Die Fragen 1 und 2 werden wegen des Sachzusammenhangs gemeinsam beantwortet:

Die Flughafen Düsseldorf GmbH hält an ihren Plänen zur Kapazitätserweiterung fest. Sie hat einen gesetzlichen Anspruch auf die ordnungsgemäße Durchführung und Beendigung des an­hängigen Planfeststellungsverfahrens.

Die Planfeststellungsbehörde ist gegenwärtig mit der Sachentscheidung befasst. In diesem Zusammenhang sind u.a. die Folgen der COVID-19-Pandemie für die mittel- und langfristige Entwicklung der Luftverkehrsmärkte wie auch für das entsprechende Verkehrsaufkommen am Standort Düsseldorf einzuschätzen und zu berücksichtigen.

Bis zum Abschluss des Planfeststellungsverfahrens ist es dem zur Sachentscheidung berufe­nen Ministerium für Verkehr aus rechtlichen Gründen sowie im Interesse der gebotenen ob­jektiven und neutralen Verfahrensführung verwehrt, das Vorhaben der Flughafen Düsseldorf GmbH und seine Erfolgsaussichten inhaltlich zu bewerten.

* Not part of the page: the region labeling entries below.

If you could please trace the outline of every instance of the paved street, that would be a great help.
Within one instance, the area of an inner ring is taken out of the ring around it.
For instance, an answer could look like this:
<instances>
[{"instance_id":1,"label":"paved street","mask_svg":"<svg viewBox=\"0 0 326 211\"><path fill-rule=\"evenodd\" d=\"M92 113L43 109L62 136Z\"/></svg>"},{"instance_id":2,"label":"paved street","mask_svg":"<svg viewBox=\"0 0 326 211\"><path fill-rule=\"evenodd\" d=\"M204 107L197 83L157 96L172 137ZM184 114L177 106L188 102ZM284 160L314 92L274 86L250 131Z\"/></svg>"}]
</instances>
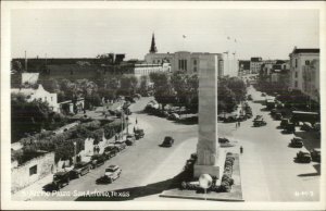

  1. Inwiefern gibt bzw. gab es von Seiten der Landesregierung Anstrengungen, den Flugverkehr am Standort Düsseldorf zeitnah wieder anzukurbeln?

Die COVID-19-Pandemie hat sich durch die weltweit erforderlichen staatlichen Maßnahmen zum Infektionsschutz, z.B. Reisewarnungen und Quarantänebestimmungen, massiv auf die Luftverkehrsmärkte ausgewirkt. Der Einbruch der Nachfrage wie auch ihre zeitnahe Erholung hängen – global wie regional – maßgeblich und unmittelbar von den Infektionsverläufen sowie ihrer Bewältigung ab.

  1. Warum hat es die Landesregierung in der laufenden Legislaturperiode unterlas­sen, sich für eine Abschaffung oder mindestens eine Reduzierung der Luftver-kehrsteuer einzusetzen?

Wie im Koalitionsvertrag vereinbart, hat die Landesregierung Initiativen mit dem Ziel der Ab­schaffung der Luftverkehrssteuer ergriffen.

Im Oktober 2019 wurden auf Initiative Nordrhein-Westfalens gleichlautende Anträge in den Bundesratsausschüssen Verkehr und Wirtschaft und Finanzen für eine faire, sachgerechte und verhältnismäßige Verteilung der Mehr- und Mindereinnahmen zwischen Bund, Ländern und Gemeinden eingebracht.

Aufgrund der anhaltenden Klimadebatte des Bundeskabinetts war die Initiative zur Abschaf­fung der Luftverkehrssteuer zu diesem Zeitpunkt nicht mehrheitsfähig.

  1. Mit welchen mittel- und langfristigen Auswirkungen auf den Flugverkehr am Standort Düsseldorf rechnet die Landesregierung durch die aktuelle „Klimapoli­tik“ auf Bundes- bzw. EU-Ebene?

Durch die auf Bundes- und EU-Ebene beschlossen Maßnahmen werden in Deutschland alle Flughäfen gleichermaßen betroffen sein. Wettbewerbsbedingte Nachteile des Standortes Düs­seldorf gegenüber anderen Standorten in benachbarten Ländern können daher ausgeschlos­sen werden.

Auf EU-Ebene ist eine harmonisierte Vorgehensweise erforderlich. Nur über EU-weite Rege­lungen können einseitige Wettbewerbsnachteile des deutschen Luftverkehrssystems gegen­über anderen europäischen Marktteilnehmern ausgeschlossen werden.